A dashboard redesign focused on four friction points: empty states, data hierarchy, navigation, and cross-section consistency. No added features. Just clarity doing its job.
Mixpanel is a B2B analytics platform used by product teams to track behavior, revenue, and retention. The tool itself is powerful. The interface reflects years of accumulated decisions.
This redesign focuses on four places where that complexity creates real friction: empty states, data hierarchy, navigation, and cross-section consistency. No feature additions. No structural overhauls. Just the interface making better use of what already exists.
The audit covered the full dashboard experience, from first login to active use. Four distinct issues emerged, each affecting a different user type and a different part of the interface.
The dashboard looks broken before it's begun
New users land on a screen structured like a fully populated dashboard. Hollow card grids, competing sections, no clear first action. Nothing indicates what to do or what the end state looks like.
The primary KPI competes with everything around it
The MRR value (9.28M) sits in a three-column grid where supporting charts carry the same visual weight. Nothing establishes priority. The eye enters and has nowhere to land.
Browsing by type is a configuration step, not a default
100 unsorted results on every visit. Type filtering is pushed into a persistent right panel requiring deliberate setup. The page is labeled Discover but the interaction model is filter management.
Events, Users, and Lexicon feel like different products
Each view under Data follows completely different layout logic despite sitting under the same navigation parent. Different structures, different interaction patterns, no shared visual language.
Each finding pointed directly to a design decision. No exploration needed. The problems were specific enough that the direction was already implied.
Give new users one clear action
Replace the hollow grid with a focused setup state. One headline, one line of context, one button.
Establish hierarchy before effort is required
Structure carries the hierarchy first. Size and position do the work before color or styling enter.
Replace passive filtering with active defaults
Type filtering moves to the top as tab pills. Secondary filters stay accessible without being permanent.
One consistent template across data views
Events, Users, and Lexicon get the same layout shell. Same header, toolbar, table structure.
Five screens across the core dashboard experience. Each one maps directly to a finding from the audit. Mixpanel's original color language is preserved. The argument is structural, not aesthetic.
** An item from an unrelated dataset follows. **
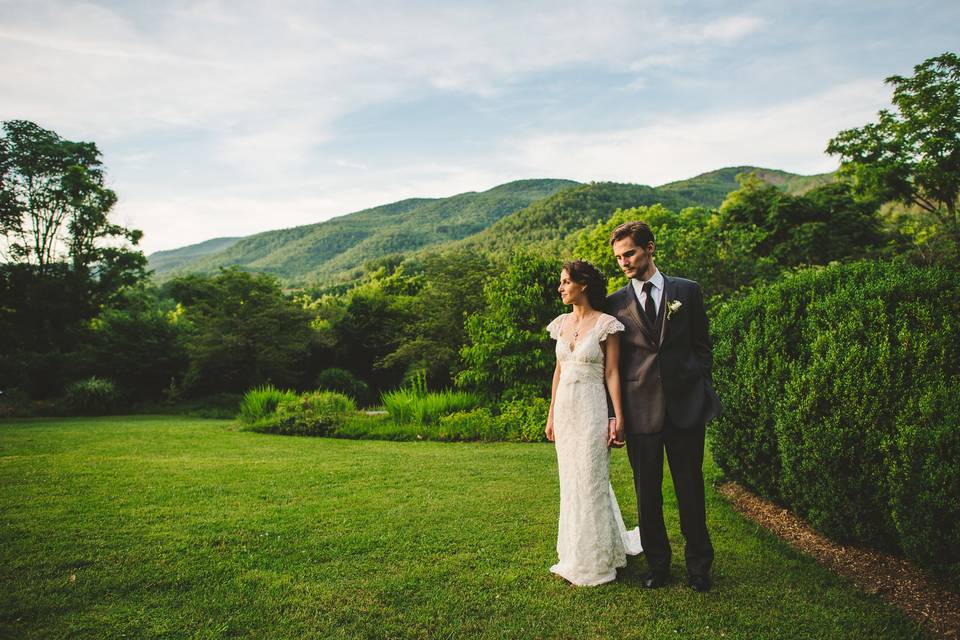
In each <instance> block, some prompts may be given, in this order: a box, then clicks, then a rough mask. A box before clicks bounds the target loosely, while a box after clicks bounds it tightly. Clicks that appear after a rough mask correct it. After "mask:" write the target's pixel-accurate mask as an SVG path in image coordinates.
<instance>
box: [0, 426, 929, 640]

A skeleton preview behind one clear action
A skeleton preview of the populated dashboard sits behind a focused setup modal. One headline. One line of context. One action. The surrounding structure shows what the product becomes once data is connected.
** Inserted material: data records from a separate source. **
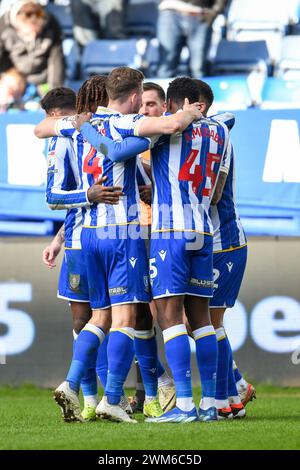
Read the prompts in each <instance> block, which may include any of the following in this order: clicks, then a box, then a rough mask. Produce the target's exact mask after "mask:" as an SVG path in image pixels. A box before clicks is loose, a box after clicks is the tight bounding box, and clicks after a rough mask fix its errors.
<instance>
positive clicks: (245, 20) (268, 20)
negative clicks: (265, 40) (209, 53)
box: [228, 0, 295, 31]
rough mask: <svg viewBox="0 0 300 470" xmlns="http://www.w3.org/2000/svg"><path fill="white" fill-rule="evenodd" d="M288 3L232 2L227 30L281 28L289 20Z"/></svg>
mask: <svg viewBox="0 0 300 470" xmlns="http://www.w3.org/2000/svg"><path fill="white" fill-rule="evenodd" d="M292 2H293V3H295V2H294V0H292ZM288 3H291V0H284V2H283V1H282V0H251V1H249V0H232V1H231V4H230V7H229V10H228V30H229V31H230V30H232V29H260V30H265V29H270V28H283V27H284V26H286V25H288V23H289V22H290V19H291V11H292V8H291V7H290V6H288V5H287V4H288Z"/></svg>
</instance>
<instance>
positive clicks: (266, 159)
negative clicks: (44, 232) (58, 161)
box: [0, 109, 300, 220]
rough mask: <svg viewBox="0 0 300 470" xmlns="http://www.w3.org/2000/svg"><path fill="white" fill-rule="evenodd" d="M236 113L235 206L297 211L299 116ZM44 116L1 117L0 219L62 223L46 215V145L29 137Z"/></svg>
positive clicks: (297, 196)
Three tiers. One entry point.
One dominant KPI card, one supporting chart, three secondary charts in a subordinate row. Hierarchy is structural. Inline explanatory text replaced with contextual tooltips via an info icon.
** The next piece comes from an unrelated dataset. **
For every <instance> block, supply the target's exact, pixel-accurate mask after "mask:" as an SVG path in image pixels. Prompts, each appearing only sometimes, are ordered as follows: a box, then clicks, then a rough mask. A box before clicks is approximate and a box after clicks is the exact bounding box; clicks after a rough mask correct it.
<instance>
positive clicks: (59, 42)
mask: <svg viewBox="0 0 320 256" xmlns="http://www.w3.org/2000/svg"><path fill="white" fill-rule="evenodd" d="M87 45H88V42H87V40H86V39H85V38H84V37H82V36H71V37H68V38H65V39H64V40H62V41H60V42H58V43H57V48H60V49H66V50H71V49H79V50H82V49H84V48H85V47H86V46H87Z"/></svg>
Context and metrics grouped as one unit
Context text and metric cards wrapped inside a single container. A horizontal divider separates grouped metrics from deep-dive charts below.
Browsing first, filtering on demand
Type filter tabs at the top make category browsing the primary interaction. Secondary filters move behind an on-demand button. A page that actually helps you find things.
One template, three views
One consistent layout template across Events, Users, and Lexicon. A top-level tab bar makes the relationship explicit. Same header. Same toolbar. Same table structure.
Original on the left. Redesign on the right. Same product, different decisions.
Each screen change maps directly to a finding. Nothing was redesigned for its own sake. The argument throughout is structural: hierarchy, grouping, defaults, consistency. Mixpanel's color language and core interaction patterns are preserved.
The result isn't a reimagined product. It's the same product with less friction in the places where friction compounds most.
Scope & Limitations — This is a five-screen redesign based on heuristic analysis and live product audit of the demo environment. It doesn't account for Mixpanel's internal product goals, A/B testing data, or full user research. Findings are based on visual inspection, interaction testing, and established UX principles.
The most useful part of this project was learning to audit a product I didn't fully understand domain-wise. Mixpanel is built for analysts. I'm not one. But the hierarchy problems, the missing visual relationships, the defaults that don't serve the majority use case, those don't require domain expertise to identify. They require eyes and a frame. The audit framework was the unlock.
The other thing: Figma Make accelerated the UI phase significantly, but every useful output still required manual reasoning. The tool generates. The decisions still have to come from somewhere.